Speculation of sufficiently advanced future technologies is indistinguishable from magical thinking.
Unless there is scientific method in what you're doing, and unless you're producing something testable and testing it, you are certainly not in the reference class of scientists. Unless there is plenty of rigour, you are not in reference class of people using mathematical methods (even if you have formulas in your papers). Not up to grabs here either. Maybe the reference class is philosophers. If you wish, philosophers with PhD.
As they do tend to honestly make actual arguments rather than just try to manipulate for profit the people who already agree with core ideas, one can examine actual argumentation. Which is not very good. E.g. simulation argument of his looks watertight at first glance but is really reliant on assumption about physics (suppose MWI is correct, now the counting patently doesn't work for probabilities), and does not account for potentially enormous number of simulated beings that can easily tell their reality is simulated as the simulator cuts some corners. Typical example of philosophy, making arguments that seem true for mere lack of alternative propositions to made up assertions. You only spend time formalizing such stuff if you can't see that you are building false precision, making up far too many assumptions for the results to be meaningful in any way (in the field where intuition is unlikely to work, too). If you don't see that you are making a lot of extremely shaky assumptions when you are making a lot of extremely shaky assumptions, you'll be susceptible to generating false precision precisely as per Nick Szabo's article.

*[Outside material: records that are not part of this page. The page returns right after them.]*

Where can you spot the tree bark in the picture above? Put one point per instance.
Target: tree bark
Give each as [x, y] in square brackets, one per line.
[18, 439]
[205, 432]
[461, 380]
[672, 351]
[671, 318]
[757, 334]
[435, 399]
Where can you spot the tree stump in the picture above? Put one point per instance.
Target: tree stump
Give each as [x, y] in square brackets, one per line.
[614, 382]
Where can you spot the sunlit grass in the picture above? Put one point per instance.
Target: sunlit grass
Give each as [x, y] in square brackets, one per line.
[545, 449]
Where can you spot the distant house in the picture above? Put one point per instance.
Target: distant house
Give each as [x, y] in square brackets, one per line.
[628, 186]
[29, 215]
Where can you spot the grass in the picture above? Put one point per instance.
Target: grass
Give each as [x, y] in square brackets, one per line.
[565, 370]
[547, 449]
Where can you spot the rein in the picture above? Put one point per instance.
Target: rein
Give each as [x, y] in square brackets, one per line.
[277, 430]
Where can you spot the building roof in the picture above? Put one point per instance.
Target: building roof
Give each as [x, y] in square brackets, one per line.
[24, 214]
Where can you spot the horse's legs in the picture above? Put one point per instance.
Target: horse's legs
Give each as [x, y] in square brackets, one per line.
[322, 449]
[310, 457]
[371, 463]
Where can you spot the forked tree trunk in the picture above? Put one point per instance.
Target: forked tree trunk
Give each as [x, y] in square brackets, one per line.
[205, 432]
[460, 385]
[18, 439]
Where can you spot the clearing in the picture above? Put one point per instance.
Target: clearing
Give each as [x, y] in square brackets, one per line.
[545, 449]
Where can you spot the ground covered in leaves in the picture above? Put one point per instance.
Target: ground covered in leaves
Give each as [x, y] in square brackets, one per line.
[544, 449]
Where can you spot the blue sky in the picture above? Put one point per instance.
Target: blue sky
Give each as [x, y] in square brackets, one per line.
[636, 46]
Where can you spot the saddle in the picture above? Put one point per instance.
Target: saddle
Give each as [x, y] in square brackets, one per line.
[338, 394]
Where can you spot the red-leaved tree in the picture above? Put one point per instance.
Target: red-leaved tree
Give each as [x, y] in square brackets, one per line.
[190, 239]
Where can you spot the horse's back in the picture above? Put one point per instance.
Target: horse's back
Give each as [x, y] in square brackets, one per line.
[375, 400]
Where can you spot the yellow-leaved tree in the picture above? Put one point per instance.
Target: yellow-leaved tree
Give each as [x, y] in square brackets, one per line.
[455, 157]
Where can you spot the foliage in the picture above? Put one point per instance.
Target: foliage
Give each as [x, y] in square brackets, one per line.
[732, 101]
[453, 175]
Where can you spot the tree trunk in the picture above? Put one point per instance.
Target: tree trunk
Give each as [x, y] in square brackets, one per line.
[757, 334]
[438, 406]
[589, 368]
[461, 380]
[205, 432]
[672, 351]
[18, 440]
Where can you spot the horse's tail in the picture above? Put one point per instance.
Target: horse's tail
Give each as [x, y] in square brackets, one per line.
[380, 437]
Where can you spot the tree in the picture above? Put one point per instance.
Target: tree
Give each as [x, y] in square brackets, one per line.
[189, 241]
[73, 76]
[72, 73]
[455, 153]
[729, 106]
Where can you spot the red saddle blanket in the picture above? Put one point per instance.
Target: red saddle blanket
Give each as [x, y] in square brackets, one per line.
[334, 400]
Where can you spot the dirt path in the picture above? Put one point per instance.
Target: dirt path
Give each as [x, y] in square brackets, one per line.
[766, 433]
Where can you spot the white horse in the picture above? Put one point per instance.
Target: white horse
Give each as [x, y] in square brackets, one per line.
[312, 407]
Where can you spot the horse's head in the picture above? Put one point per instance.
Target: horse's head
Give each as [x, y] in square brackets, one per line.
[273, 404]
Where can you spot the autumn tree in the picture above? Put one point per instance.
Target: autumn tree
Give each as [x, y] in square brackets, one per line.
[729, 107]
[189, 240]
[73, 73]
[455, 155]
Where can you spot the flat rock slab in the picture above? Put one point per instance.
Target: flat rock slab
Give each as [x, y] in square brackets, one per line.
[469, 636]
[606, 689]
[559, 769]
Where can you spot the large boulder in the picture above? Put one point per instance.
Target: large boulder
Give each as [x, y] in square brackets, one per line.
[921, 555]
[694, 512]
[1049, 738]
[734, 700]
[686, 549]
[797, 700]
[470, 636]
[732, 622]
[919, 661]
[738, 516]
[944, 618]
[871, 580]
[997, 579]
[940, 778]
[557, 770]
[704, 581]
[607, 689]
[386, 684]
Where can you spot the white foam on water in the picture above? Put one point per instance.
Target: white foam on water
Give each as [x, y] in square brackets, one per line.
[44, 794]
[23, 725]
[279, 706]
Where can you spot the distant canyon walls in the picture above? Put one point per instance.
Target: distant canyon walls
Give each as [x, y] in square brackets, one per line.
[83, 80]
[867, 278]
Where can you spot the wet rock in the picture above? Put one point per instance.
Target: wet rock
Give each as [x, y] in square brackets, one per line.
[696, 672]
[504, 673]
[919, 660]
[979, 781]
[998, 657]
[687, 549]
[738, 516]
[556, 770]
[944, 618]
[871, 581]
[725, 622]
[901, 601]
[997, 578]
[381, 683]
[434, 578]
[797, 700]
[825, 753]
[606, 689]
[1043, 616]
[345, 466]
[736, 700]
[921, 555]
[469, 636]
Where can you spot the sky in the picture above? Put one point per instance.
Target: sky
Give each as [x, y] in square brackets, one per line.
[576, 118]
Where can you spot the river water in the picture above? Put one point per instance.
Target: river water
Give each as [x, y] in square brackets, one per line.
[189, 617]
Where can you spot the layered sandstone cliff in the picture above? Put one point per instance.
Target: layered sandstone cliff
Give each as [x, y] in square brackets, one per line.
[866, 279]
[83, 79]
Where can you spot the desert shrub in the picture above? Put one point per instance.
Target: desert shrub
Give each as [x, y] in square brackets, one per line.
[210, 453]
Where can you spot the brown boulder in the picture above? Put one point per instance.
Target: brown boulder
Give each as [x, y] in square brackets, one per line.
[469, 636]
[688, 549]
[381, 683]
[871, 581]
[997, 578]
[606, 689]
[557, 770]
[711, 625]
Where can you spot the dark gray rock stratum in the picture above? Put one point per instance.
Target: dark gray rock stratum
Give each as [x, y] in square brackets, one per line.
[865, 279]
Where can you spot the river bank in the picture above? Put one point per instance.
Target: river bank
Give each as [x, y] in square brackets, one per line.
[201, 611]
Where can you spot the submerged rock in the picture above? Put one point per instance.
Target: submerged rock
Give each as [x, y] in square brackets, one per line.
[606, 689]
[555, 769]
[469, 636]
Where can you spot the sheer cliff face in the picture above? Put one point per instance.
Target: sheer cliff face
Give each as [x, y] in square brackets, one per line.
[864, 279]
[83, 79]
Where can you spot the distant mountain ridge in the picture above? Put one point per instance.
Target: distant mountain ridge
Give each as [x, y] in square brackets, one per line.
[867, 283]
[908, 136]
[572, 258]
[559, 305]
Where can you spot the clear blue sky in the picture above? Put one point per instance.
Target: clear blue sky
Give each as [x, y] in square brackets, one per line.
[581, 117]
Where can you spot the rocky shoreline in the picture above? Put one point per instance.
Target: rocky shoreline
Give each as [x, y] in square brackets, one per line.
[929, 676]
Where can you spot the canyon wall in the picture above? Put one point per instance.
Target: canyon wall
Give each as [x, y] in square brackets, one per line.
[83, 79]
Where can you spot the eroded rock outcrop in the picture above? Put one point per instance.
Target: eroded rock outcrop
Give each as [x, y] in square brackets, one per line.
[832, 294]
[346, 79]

Their musings about singularity are in precise agreement with the hypothesis that at the current point in time it is early enough that the only people 'working' on this are those who for some reason fail to see when they aren't making progress. I'm pretty sure all this movement will look very silly in 100 years - there will be dangers they did not see and there won't be dangers they focused on.
suppose MWI is correct, now the counting patently doesn't work for probabilities
What is the correct counting for MWI, exactly?
does not account for potentially enormous number of simulated beings that can easily tell their reality is simulated as the simulator cuts some corners.
I think you are misunderstanding the SA, which is surprising since it's formally pretty simple.
The SA is a trilemma; finding evidence that strongly supports one leg of the trilemma is not a problem with the trilemma itself. It's just reasons for you to bite a particular bullet...
Nick Szabo on acting on extremely long odds with claimed high payoffs:
Beware of what I call Pascal's scams: movements or belief systems that ask you to hope for or worry about very improbable outcomes that could have very large positive or negative consequences. (The name comes of course from the infinite-reward Wager proposed by Pascal: these days the large-but-finite versions are far more pernicious). Naive expected value reasoning implies that they are worth the effort: if the odds are 1 in 1,000 that I could win $1 billion, and I am risk and time neutral, then I should expend up to nearly $1 million dollars worth of effort to gain this boon. The problems with these beliefs tend to be at least threefold, all stemming from the general uncertainty, i.e. the poor information or lack of information, from which we abstracted the low probability estimate in the first place: because in the messy real world the low probability estimate is almost always due to low or poor evidence rather than being a lottery with well-defined odds.
Nick clarifies in the comments that he is indeed talking about singularitarians, including his GMU colleague Robin Hanson. This post appears to revisit a comment on an earlier post:
In other words, just because one comes up with quasi-plausible catastrophic scenarios does not put the burden of proof on the skeptics to debunk them or else cough up substantial funds to supposedly combat these alleged threats.